Photo by Wendy Davis

Iroquois County Board Tax/Zoning Committee has its September meeting Tuesday.

A lot of information came from the Iroquois County clerk/recorder’s office in Tuesday’s county board tax/zoning committee meeting.

Lisa Fancher told the committee members a recent fee study was completed by Bellwether Consulting and it advised the county to increase fees within the department.

Fees charged in the clerk’s office can only be increased with having a fee study done and by county board approval. The last increase was made 10 years ago.

“I would have liked to see them go higher,” Fancher said, noting they are inline with what’s charged by counties similar in size to Iroquois County but well below those charged in larger counties. Champaign County, she said, charges $24 for a certified birth certificate. The study looks at the current fees, and judges increases based on a variety of factors including consumer price index and office expenses. “(The increases) have to be justified.”

The increase affects several of the vital records fees.

Certified copies of birth certificates will increase from $12 to $14 for the first copy, and it’ll increase from $2 to $5 for each additional copy.

The marriage license application will increase from $33 to $50. Certified copies of a marriage license will increase from $12 to $18, and it’ll increase from $2 to $5 for each additional copy.

An application for an assumed name of business or change of business name will increase from $5 to $24.
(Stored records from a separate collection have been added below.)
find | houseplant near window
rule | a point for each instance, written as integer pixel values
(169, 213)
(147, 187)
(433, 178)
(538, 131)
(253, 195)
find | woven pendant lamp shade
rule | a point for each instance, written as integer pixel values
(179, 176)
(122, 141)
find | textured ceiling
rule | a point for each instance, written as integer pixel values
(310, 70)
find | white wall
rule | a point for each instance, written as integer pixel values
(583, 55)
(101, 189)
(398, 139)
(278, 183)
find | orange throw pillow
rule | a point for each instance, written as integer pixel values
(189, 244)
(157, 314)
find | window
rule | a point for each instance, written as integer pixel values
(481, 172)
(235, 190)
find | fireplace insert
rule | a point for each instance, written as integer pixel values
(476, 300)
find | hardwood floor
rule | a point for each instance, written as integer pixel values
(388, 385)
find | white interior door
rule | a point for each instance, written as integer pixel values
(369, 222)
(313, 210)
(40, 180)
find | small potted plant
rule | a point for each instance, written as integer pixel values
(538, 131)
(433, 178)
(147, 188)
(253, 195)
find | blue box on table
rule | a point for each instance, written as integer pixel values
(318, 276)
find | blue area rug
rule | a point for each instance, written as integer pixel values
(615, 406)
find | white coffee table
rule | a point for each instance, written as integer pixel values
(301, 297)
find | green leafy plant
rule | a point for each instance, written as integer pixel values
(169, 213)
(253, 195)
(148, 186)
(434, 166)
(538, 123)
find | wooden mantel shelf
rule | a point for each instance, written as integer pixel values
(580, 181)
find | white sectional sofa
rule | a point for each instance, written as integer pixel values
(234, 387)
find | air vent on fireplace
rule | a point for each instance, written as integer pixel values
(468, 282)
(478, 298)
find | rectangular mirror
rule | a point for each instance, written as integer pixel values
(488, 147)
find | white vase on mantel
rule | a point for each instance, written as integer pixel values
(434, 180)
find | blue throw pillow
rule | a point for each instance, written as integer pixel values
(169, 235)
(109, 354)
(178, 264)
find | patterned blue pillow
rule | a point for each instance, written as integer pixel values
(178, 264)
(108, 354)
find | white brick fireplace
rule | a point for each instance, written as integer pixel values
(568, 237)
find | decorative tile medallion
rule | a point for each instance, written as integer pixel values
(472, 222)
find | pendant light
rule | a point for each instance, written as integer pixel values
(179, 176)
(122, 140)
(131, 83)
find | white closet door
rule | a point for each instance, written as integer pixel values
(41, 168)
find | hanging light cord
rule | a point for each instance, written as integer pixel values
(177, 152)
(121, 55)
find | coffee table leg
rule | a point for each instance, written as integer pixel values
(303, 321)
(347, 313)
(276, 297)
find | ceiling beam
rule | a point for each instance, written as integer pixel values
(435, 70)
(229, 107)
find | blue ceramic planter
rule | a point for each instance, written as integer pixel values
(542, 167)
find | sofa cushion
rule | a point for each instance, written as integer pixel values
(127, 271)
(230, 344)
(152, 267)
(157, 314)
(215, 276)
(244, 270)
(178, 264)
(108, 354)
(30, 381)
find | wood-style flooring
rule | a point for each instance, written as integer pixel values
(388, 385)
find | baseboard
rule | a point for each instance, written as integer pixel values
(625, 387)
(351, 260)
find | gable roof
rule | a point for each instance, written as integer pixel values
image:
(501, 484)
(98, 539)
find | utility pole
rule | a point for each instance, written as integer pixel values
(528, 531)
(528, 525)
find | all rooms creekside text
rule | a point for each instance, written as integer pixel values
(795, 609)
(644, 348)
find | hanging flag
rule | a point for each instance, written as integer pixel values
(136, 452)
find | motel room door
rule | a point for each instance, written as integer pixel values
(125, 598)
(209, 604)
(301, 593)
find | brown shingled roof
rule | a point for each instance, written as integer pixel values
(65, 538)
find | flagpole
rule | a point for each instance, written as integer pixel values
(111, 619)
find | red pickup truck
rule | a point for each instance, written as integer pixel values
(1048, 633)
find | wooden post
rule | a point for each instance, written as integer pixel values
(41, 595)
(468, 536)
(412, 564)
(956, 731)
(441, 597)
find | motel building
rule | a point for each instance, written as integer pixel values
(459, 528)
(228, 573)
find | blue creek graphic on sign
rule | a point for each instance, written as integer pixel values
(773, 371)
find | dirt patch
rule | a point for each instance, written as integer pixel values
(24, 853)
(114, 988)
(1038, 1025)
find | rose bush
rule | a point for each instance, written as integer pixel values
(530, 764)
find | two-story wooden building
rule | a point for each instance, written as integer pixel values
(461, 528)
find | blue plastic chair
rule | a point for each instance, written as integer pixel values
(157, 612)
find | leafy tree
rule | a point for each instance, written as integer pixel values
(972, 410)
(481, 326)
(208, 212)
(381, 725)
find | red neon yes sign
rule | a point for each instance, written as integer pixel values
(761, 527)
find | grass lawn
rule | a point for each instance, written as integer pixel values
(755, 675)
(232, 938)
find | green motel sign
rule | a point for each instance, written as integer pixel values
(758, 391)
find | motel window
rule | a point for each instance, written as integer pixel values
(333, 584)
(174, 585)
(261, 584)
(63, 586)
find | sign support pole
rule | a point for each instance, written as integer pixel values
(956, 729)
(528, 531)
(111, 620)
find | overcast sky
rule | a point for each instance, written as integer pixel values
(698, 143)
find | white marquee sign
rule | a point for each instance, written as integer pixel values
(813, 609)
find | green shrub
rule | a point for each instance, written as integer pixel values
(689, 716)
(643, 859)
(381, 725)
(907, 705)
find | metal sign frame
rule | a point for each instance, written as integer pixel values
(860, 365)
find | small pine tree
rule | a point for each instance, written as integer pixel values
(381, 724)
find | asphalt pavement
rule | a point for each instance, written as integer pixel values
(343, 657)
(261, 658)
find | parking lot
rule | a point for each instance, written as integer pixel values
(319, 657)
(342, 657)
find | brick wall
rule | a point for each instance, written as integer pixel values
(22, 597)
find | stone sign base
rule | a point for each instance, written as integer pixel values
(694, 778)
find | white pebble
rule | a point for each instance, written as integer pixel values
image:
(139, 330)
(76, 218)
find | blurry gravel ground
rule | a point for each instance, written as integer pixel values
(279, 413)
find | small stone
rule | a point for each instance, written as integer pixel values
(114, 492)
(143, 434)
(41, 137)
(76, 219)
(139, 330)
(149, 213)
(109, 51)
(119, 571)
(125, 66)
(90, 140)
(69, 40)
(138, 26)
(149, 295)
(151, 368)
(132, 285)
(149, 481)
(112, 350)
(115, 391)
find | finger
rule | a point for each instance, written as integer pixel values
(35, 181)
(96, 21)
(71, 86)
A registration of a notary commission in person will increase from $5 to $10; the fee to register a notary commission by mail will remain at $10.

There will be a few which will remain the same.

Certified copies of a death record will remain $26, but there will be an increase from $6 to $9 for each additional copy.

A clerk fee for redemption of a tax sale certificate will remain at $110.

This will go into effect Oct. 1.

She said the study also looked at fees within the recording department, and an increase was suggested there, too.

She said she doesn’t want to make any changes within recording until the state makes its own decisions on fee changes. This way, she said, “I didn’t want to raise them and then raise them again”, because of the time and cost put into making the changes and letting the public know.

Next, Fancher told the committee the state board of elections is wanting a study done looking at the handicap accessibility of poling places.

Iroquois County’s Options Center for Independent Living did such a study nine years ago, she said. This one needs to be completed by March.

She said this will require a lot of man hours to complete. “We’re a big county.” There are 37 precincts in Iroquois County, and with the inclusion of the county’s administrative center, there are 34 poling places.

The study will look at inside and outside the building, including parking lots and curbing, she said. She said she’s sure there are going to be places which won’t meet the guidelines. “Those that aren’t, how will we make them compliant?”

She said it could be as simple as finding a different place for voters to vote in the precinct, but there are places in the county where there aren’t many options if a change would need to be made. She gave Milks Grove precinct as an example, where the poling place is in the township building.

In other business, Fancher, along with treasurer Kurt Albers, presented the committee a contract to use the services of Joseph Meyers and Associates as the county’s delinquent tax agent.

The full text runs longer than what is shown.